Evidently reading the Obamaic tea leaves during the 2008 campaign, WalMart set in motion a plan to market Electronic Health Record (EHR) computer systems to physicians, and in so doing has come up with a system that shaves 50 percent off the price of its competitors.

Using its Sam’s Club operation, the Arkansas giant will pair Dell computers with software from eClinicalWorks and will throw into the mix installation, maintenance and training.

Cost will be $25,000 for the first physician in an office and $10,000 for each additional.
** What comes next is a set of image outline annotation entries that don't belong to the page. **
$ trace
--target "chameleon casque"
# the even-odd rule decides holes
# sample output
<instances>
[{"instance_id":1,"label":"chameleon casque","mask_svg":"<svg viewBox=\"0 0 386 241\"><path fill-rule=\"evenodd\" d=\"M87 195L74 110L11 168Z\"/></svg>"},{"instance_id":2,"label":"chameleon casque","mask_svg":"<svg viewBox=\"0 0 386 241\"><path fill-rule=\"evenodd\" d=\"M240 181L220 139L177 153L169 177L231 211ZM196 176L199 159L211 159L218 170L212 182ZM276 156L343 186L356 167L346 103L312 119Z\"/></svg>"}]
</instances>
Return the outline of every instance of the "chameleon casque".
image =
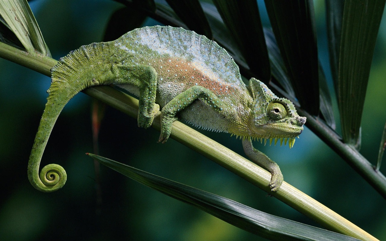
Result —
<instances>
[{"instance_id":1,"label":"chameleon casque","mask_svg":"<svg viewBox=\"0 0 386 241\"><path fill-rule=\"evenodd\" d=\"M303 130L290 101L279 98L254 78L246 86L232 57L217 43L181 28L144 27L114 41L84 46L61 58L51 69L49 96L28 163L29 179L39 190L64 185L64 169L49 164L39 173L54 125L67 102L90 86L114 84L139 97L138 126L147 128L161 110L159 142L164 143L178 117L203 129L242 139L247 155L272 174L276 191L283 181L279 166L255 149L252 139L290 147Z\"/></svg>"}]
</instances>

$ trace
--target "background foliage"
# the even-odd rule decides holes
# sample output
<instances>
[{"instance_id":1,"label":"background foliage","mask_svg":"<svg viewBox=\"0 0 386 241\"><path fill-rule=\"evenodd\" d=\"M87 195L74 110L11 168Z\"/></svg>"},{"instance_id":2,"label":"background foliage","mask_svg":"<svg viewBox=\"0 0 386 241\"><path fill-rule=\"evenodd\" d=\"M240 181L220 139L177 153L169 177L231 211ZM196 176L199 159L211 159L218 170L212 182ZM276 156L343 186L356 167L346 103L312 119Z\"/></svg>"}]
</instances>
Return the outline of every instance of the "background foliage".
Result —
<instances>
[{"instance_id":1,"label":"background foliage","mask_svg":"<svg viewBox=\"0 0 386 241\"><path fill-rule=\"evenodd\" d=\"M263 24L269 24L258 1ZM329 74L323 2L314 2L318 51ZM30 2L52 57L100 42L112 13L123 5L109 1ZM147 19L144 25L156 23ZM124 23L122 23L124 24ZM384 14L374 52L363 115L361 153L375 163L386 116L382 104L386 75ZM119 26L118 26L119 27ZM65 163L69 176L52 194L31 188L26 163L46 103L48 77L0 59L0 237L3 240L237 240L256 237L204 212L102 168L102 194L95 189L90 103L78 95L54 128L43 161ZM335 100L333 101L336 106ZM335 112L337 108L335 108ZM336 120L339 123L339 120ZM338 131L340 131L338 125ZM243 153L239 140L205 132ZM159 133L137 127L136 120L107 108L100 134L100 153L113 159L220 195L259 210L317 226L308 218L173 140L156 143ZM294 148L256 147L280 165L286 181L380 240L386 239L384 200L308 129ZM48 163L48 162L47 162ZM63 164L63 165L64 165ZM385 173L384 165L381 171ZM102 197L101 199L99 197ZM59 200L61 200L59 201ZM257 239L259 238L257 238Z\"/></svg>"}]
</instances>

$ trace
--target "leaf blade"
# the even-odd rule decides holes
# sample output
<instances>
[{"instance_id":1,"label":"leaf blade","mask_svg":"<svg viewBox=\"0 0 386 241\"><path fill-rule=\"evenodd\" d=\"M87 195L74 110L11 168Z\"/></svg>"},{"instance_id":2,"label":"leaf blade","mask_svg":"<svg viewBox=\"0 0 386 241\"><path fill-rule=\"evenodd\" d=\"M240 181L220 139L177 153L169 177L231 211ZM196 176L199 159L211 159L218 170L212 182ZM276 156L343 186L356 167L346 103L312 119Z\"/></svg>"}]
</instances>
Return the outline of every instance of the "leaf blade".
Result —
<instances>
[{"instance_id":1,"label":"leaf blade","mask_svg":"<svg viewBox=\"0 0 386 241\"><path fill-rule=\"evenodd\" d=\"M28 52L51 57L49 50L26 0L0 1L0 15ZM21 47L21 46L20 46Z\"/></svg>"},{"instance_id":2,"label":"leaf blade","mask_svg":"<svg viewBox=\"0 0 386 241\"><path fill-rule=\"evenodd\" d=\"M102 164L144 185L264 238L277 240L359 240L269 214L113 160L87 154Z\"/></svg>"}]
</instances>

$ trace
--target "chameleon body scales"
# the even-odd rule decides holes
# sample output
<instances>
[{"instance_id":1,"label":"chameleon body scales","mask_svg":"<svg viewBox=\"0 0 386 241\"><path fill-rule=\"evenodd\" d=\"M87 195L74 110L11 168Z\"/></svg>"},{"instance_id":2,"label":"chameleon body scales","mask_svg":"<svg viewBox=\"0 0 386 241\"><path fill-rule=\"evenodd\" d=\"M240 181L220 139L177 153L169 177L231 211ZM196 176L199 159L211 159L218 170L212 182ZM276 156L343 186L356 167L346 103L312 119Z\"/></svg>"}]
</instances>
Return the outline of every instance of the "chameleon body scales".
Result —
<instances>
[{"instance_id":1,"label":"chameleon body scales","mask_svg":"<svg viewBox=\"0 0 386 241\"><path fill-rule=\"evenodd\" d=\"M51 72L28 165L31 183L43 192L61 188L66 179L56 164L39 173L53 126L69 99L89 87L113 84L138 96L141 127L150 126L161 110L159 141L163 143L178 118L242 137L247 155L272 174L269 186L273 191L283 182L280 169L253 148L252 140L276 143L286 138L292 147L306 121L291 101L278 98L259 80L252 78L246 86L232 57L215 42L181 28L144 27L114 41L82 46L59 59Z\"/></svg>"}]
</instances>

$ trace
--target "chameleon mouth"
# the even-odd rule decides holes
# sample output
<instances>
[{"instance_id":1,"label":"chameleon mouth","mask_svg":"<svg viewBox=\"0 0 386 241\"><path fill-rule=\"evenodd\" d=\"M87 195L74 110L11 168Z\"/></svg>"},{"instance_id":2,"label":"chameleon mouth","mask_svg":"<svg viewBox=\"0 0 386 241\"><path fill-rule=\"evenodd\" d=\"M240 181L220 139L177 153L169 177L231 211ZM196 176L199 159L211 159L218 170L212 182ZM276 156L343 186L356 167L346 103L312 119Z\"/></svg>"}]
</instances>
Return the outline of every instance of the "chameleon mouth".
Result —
<instances>
[{"instance_id":1,"label":"chameleon mouth","mask_svg":"<svg viewBox=\"0 0 386 241\"><path fill-rule=\"evenodd\" d=\"M299 136L296 137L290 137L289 138L257 138L256 137L253 138L252 138L254 140L258 140L260 139L260 143L262 144L263 140L264 140L264 145L266 145L267 144L267 142L268 142L268 140L269 140L269 145L270 146L272 144L272 142L274 142L274 145L276 146L276 143L278 143L278 141L279 140L280 140L280 146L281 147L283 145L283 142L284 142L284 145L285 146L287 145L287 143L288 143L288 147L290 147L290 149L291 149L293 147L293 145L295 144L295 140L296 140L296 137L299 138Z\"/></svg>"},{"instance_id":2,"label":"chameleon mouth","mask_svg":"<svg viewBox=\"0 0 386 241\"><path fill-rule=\"evenodd\" d=\"M230 136L234 135L233 134L230 135ZM249 137L243 137L242 136L239 136L238 135L236 135L236 138L240 138L241 140L242 138L245 139L245 138L249 138ZM299 138L299 136L295 137L290 137L290 138L259 138L258 137L252 137L251 138L254 141L256 141L260 140L260 143L262 144L263 142L264 142L264 145L266 145L267 143L268 142L268 140L269 140L269 145L270 146L272 144L272 142L274 143L274 145L276 146L276 144L278 143L278 142L280 140L280 146L281 147L283 145L283 142L284 142L284 146L287 145L287 143L288 143L288 147L290 147L290 149L291 149L293 147L294 144L295 144L295 141L296 140L296 138L297 137Z\"/></svg>"}]
</instances>

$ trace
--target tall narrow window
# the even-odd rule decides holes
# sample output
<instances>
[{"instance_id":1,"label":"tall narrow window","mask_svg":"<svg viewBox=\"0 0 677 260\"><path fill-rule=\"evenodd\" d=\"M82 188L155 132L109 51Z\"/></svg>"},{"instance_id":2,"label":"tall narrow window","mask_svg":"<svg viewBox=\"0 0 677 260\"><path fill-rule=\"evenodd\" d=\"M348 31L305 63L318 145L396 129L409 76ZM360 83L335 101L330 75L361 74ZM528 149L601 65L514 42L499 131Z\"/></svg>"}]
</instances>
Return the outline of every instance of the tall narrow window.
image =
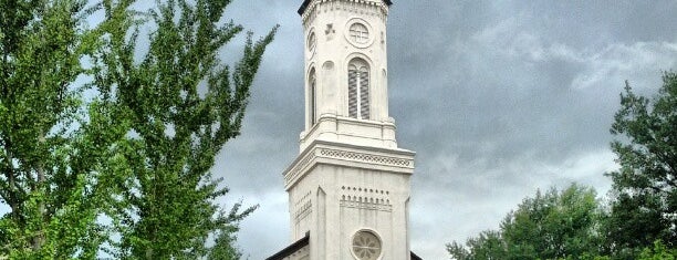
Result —
<instances>
[{"instance_id":1,"label":"tall narrow window","mask_svg":"<svg viewBox=\"0 0 677 260\"><path fill-rule=\"evenodd\" d=\"M317 79L315 76L315 69L311 70L310 82L309 82L309 112L310 112L310 126L312 127L317 123Z\"/></svg>"},{"instance_id":2,"label":"tall narrow window","mask_svg":"<svg viewBox=\"0 0 677 260\"><path fill-rule=\"evenodd\" d=\"M364 24L358 22L353 23L350 30L351 40L356 43L367 43L369 41L369 31Z\"/></svg>"},{"instance_id":3,"label":"tall narrow window","mask_svg":"<svg viewBox=\"0 0 677 260\"><path fill-rule=\"evenodd\" d=\"M369 69L361 59L348 65L348 116L369 119Z\"/></svg>"}]
</instances>

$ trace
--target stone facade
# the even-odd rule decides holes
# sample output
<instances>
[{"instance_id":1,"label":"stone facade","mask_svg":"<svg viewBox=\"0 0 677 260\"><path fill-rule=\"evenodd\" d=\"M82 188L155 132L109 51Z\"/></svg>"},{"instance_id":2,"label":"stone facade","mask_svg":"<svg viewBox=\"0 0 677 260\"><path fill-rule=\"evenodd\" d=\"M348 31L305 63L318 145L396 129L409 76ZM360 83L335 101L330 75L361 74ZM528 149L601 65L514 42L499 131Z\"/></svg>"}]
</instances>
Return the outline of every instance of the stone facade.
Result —
<instances>
[{"instance_id":1,"label":"stone facade","mask_svg":"<svg viewBox=\"0 0 677 260\"><path fill-rule=\"evenodd\" d=\"M283 259L409 260L414 152L388 114L389 1L306 0L305 127L283 173L291 241ZM305 253L306 252L306 253Z\"/></svg>"}]
</instances>

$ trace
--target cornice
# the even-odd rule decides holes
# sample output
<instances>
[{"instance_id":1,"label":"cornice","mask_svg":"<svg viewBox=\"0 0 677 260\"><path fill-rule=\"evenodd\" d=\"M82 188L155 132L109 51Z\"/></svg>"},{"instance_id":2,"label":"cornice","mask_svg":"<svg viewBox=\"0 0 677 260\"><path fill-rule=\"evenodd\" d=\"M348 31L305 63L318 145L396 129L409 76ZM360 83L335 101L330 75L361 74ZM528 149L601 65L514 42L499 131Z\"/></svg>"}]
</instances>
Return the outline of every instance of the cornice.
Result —
<instances>
[{"instance_id":1,"label":"cornice","mask_svg":"<svg viewBox=\"0 0 677 260\"><path fill-rule=\"evenodd\" d=\"M369 1L369 0L308 0L308 6L304 7L303 12L300 12L301 20L304 25L312 22L317 15L319 8L321 6L324 11L330 10L353 10L355 7L362 6L363 8L373 8L373 11L364 12L364 14L374 14L381 17L385 21L388 15L388 7L392 4L389 1ZM326 6L325 6L326 4ZM301 9L300 9L301 10Z\"/></svg>"},{"instance_id":2,"label":"cornice","mask_svg":"<svg viewBox=\"0 0 677 260\"><path fill-rule=\"evenodd\" d=\"M299 12L299 15L303 15L303 13L305 12L305 10L308 9L308 7L310 6L310 3L311 3L312 1L313 1L313 0L304 0L304 1L303 1L303 3L301 4L301 7L299 8L299 11L298 11L298 12ZM364 0L358 0L358 1L364 1ZM390 0L383 0L383 2L384 2L385 4L387 4L388 7L389 7L389 6L393 6L393 1L390 1Z\"/></svg>"}]
</instances>

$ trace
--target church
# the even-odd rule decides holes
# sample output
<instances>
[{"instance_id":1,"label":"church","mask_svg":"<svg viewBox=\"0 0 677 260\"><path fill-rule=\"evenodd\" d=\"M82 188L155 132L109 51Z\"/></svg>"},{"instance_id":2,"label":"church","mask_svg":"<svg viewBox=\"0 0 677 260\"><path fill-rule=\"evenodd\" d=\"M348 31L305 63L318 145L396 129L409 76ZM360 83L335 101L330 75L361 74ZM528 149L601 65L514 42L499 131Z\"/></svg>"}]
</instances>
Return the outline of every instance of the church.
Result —
<instances>
[{"instance_id":1,"label":"church","mask_svg":"<svg viewBox=\"0 0 677 260\"><path fill-rule=\"evenodd\" d=\"M305 127L284 170L291 245L268 260L417 260L412 150L388 114L389 0L304 0Z\"/></svg>"}]
</instances>

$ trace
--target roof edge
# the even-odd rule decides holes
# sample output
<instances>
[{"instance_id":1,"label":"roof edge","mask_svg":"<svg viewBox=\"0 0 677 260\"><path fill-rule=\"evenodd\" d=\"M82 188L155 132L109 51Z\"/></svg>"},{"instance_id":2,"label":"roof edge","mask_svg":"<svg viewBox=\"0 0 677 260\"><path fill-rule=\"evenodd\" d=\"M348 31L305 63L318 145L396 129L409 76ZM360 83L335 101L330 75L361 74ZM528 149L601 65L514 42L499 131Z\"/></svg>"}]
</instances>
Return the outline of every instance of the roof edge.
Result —
<instances>
[{"instance_id":1,"label":"roof edge","mask_svg":"<svg viewBox=\"0 0 677 260\"><path fill-rule=\"evenodd\" d=\"M305 9L308 9L308 6L310 4L312 0L304 0L303 3L301 3L301 7L299 8L299 11L296 11L299 13L299 15L303 15L303 13L305 12ZM392 0L383 0L386 4L393 6L393 1Z\"/></svg>"},{"instance_id":2,"label":"roof edge","mask_svg":"<svg viewBox=\"0 0 677 260\"><path fill-rule=\"evenodd\" d=\"M285 257L289 257L292 253L301 250L303 247L305 247L308 245L310 245L310 232L306 232L305 237L303 237L299 241L290 245L289 247L282 249L282 251L279 251L278 253L267 258L265 260L282 260Z\"/></svg>"}]
</instances>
Yearly upkeep fees will run $4,000 to $6,500.

Recall for a moment how the recent stimulus package (also called “porkulus” by many commentators) included $19 billion in subsidies for EHRs, and you’ll see how savvy WalMart was in preparing for an upcoming opportunity.

With McDonald’s, WalMart has also been about the only bright spot on the economic front since the Great Crash of September 2008 when Timothy Geithner and Hank Paulsen let Lehman Brothers go under (while paying the bonuses for AIG, Merrill Lynch and scads of other institutions they did decide to save), so you have to give the much-maligned (by Obama’s very own supporters) company some credit.

“If Wal-Mart is successful, this could be a game-changer,” observed Dr. David J. Brailer, former national coordinator for health information technology in the Bush administration.

Like I said at the top, you don’t get to be Top Dawg without having some chops–and using them to eat up your competition.